In compensation for Harbin’s cruel winter weather, the annual Ice Festival (冰灯节, bīngdēng jié), centred on Zhaolin Park, is held from January 5 to February 5 – though with the influx of tourists, the dates extend each year. Sculptors, some of them teenagers, work twelve-hour days in -20°C December weather to help transform the park into a fairy-tale landscape: the magnificent ice sculptures they create are sometimes entire buildings, complete with slides, stairways, arches and bridges. Carved with chainsaws and picks, the creations often have coloured lights inside to heighten the psychedelic effect. Highlights of past festivals have included detailed replicas of St Paul’s Cathedral and life-size Chinese temples, though these days cartoon characters outnumber more traditional Chinese subject matter.

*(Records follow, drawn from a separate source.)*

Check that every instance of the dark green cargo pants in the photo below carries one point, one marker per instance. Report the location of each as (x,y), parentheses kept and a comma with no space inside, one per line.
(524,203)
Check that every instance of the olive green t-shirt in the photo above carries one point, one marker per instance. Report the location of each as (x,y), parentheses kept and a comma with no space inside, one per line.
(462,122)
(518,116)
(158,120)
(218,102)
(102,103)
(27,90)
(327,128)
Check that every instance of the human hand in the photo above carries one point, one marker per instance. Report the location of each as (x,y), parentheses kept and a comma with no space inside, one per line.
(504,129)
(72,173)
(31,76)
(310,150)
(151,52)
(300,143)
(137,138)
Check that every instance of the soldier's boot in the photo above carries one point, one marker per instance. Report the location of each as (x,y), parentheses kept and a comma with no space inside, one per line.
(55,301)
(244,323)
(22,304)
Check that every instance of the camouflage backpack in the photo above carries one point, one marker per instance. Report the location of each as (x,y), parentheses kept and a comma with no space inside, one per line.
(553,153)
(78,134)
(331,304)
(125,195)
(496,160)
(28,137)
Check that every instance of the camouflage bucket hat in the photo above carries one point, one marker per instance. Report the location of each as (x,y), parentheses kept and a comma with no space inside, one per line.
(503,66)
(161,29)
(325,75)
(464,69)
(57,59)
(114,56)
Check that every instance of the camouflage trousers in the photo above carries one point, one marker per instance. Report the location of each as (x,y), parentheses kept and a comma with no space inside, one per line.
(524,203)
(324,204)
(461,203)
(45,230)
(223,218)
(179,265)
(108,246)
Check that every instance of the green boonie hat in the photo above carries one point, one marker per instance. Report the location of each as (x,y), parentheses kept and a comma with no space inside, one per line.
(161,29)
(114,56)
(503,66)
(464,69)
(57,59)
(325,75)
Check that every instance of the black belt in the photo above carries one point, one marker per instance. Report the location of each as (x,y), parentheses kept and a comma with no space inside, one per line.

The festivities take place in various places around the city, though the two largest exhibitions are over the river on Sun Island. Here you’ll find the Snow Sculpture Art Exhibition (8am–5.30pm; ¥240) and the Ice & Snow World (9am–midday ¥150; midday–9pm ¥300). Back in central Harbin, there’s the smaller Ice Lantern Garden Party (2–9.30pm; ¥200) in Zhongshan Park. At all venues, festival’s end is marked with fireworks and pickaxes; visitors are encouraged to destroy the icy artwork by hand.